In February, some people were sitting on a wall in Berkeley when one of them jumped off and accidentally landed on the leg of a puppy, HarleyQuin.
Shadow, the street name for HarleyQuin’s owner, rushed the dog to a nearby vet but didn’t have the $60 it would take to have her examined. Shadow left the office and hoped for the best, but HarleyQuin’s leg continued to swell. Shadow didn’t know how he would help his dog until he connected with a new Berkeley nonprofit Paw Fund, which helps homeless and low-income people provide medical care for their pets.
Paw Fund, which was started by Jill Posener, a photographer and former Animal Care Commissioner, arranged for a doctor to put HarleyQuin’s leg in a cast. It also paid the $700 doctor’s bill, although Shadow eventually contributed $210.
Berkeley has dozens of homeless youths like Shadow and many of them have dogs.
“It’s common for people without homes to have dogs for companionship, for warmth, and for protection,” said Posener. “For many people living on the street, their animal is their family, the one creature in their immediate circle who they can depend on to love them unconditionally.”
But since these youths often move from city to city and have to scrounge for food and a place to sleep, they often don’t prioritize their animal’s health, said Posener. As a result, many of their dogs and cats haven’t gotten their vaccines, are riddled with fleas, and produce litter after litter, exacerbating the number of unwanted pets in the region that eventually are euthanized.
On Sunday, the Paw Fund and PALS, or People and Animals Living Safely, will hold a free animal care clinic in People’s Park from 11 am to 4 pm. It’s an attempt to help pets by going to where homeless people and youths hang out rather than asking the owners to find a ride or take the bus to a vaccination clinic in a store.
The clinic will offer free pet food, collars, and other supplies, and administer vaccines (except for rabies shots). The groups will also hand out free spay and neuter vouchers and will install microchips in animals that have already been fixed. The East Bay SPCA is donating many of the vaccines and the Peoples’ Park office is helping coordinate the event.
“There is clearly a need for the clinic,” said Maya deNola, who founded PALS. “There are a lot of youth who do have companion animals and don’t have access to veterinary care for their animals. It’s not that they don’t want to give them the care, it’s that they can’t afford it. Veterinary care has become so expensive.”

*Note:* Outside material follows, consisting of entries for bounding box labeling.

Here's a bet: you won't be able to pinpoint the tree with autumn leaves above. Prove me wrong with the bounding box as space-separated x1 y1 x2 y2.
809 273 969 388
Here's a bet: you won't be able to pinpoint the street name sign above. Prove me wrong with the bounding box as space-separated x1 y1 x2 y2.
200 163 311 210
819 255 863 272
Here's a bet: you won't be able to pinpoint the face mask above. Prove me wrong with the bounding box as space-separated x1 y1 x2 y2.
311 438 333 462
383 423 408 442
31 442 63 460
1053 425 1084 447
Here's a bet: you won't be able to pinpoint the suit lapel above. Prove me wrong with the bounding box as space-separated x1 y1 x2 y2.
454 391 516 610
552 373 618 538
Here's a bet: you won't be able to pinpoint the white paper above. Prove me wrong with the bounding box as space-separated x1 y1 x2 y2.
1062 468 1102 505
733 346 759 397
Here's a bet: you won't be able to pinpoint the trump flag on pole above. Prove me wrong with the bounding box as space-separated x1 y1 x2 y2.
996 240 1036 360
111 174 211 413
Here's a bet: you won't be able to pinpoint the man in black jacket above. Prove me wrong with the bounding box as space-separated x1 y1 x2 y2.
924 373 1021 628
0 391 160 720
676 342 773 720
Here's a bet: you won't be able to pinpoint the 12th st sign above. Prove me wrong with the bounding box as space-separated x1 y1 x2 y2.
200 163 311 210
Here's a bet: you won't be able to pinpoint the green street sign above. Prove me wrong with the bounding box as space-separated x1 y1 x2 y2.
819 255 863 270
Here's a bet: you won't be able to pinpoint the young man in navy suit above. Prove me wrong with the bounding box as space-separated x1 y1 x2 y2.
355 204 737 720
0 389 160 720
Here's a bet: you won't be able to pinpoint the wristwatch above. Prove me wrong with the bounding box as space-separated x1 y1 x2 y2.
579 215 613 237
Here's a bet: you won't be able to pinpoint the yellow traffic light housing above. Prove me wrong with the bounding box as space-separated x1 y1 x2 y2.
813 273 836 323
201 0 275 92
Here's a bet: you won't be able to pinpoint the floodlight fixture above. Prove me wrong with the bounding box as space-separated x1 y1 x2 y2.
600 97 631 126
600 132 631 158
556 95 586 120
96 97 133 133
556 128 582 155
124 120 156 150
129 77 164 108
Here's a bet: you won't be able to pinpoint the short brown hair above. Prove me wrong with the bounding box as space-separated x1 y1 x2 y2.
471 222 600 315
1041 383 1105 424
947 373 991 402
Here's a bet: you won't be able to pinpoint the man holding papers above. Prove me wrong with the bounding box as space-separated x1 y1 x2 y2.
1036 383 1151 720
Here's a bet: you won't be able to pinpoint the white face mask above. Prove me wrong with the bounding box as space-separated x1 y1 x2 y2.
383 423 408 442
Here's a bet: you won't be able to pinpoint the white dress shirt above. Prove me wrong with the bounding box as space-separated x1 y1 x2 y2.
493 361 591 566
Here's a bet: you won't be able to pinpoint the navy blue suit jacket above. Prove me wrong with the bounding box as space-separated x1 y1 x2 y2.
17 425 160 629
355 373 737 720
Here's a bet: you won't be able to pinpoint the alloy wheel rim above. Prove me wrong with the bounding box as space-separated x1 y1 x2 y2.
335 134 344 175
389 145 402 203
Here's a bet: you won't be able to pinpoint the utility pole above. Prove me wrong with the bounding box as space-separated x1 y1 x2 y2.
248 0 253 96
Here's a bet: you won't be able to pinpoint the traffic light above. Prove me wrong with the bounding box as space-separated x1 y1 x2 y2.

Although San Francisco has a number of organizations that reach out to the pets of the poor and homeless, the East Bay is woefully lacking in this kind of service, said Posener. She first became aware of the problem about 10 years ago when she took her dogs for a walk on the Albany bulb. There is a semi-permanent homeless encampment there and Posener got to know many of its residents. In talking to them about their animals, she saw there was a shortage of medical care.
The first Berkeley animal clinic for pets of the homeless started in 2009, when deNola was an counselor at Yeah!, Berkeley’s seasonal shelter for homeless youths. The shelter allows patrons to bring in their animals, and deNola saw they were not getting needed medical attention. She formed PALS and enlisted the assistance of the Berkeley East Bay Humane Society and Berkeley Animal Care Services to offer vaccinations and other care. This year there will be four clinics offered at the shelter, she said.
But there was still a large unmet need to help the pets of low-income residents and homeless people who were not using the Yeah! shelter.
In January of 2011, Posener started Paw Fund (which stand for the Pets And Wellness Fund) with $25,000 in donations. In the last few months the fund has paid for 30 dogs and cats to be spayed or neutered and for 50 to receive emergency medical care, she said. In addition to helping Shadow and Harley Quin, Paw Fund found new homes for the animals of a woman who died, and helped the dog of a Wisconsin family whose camper broke down and who are now living in it in west Berkeley.
“By doing this clinic we will see less and less unvaccinated animals in the shelters and less and less unwanted breeding,” said deNola.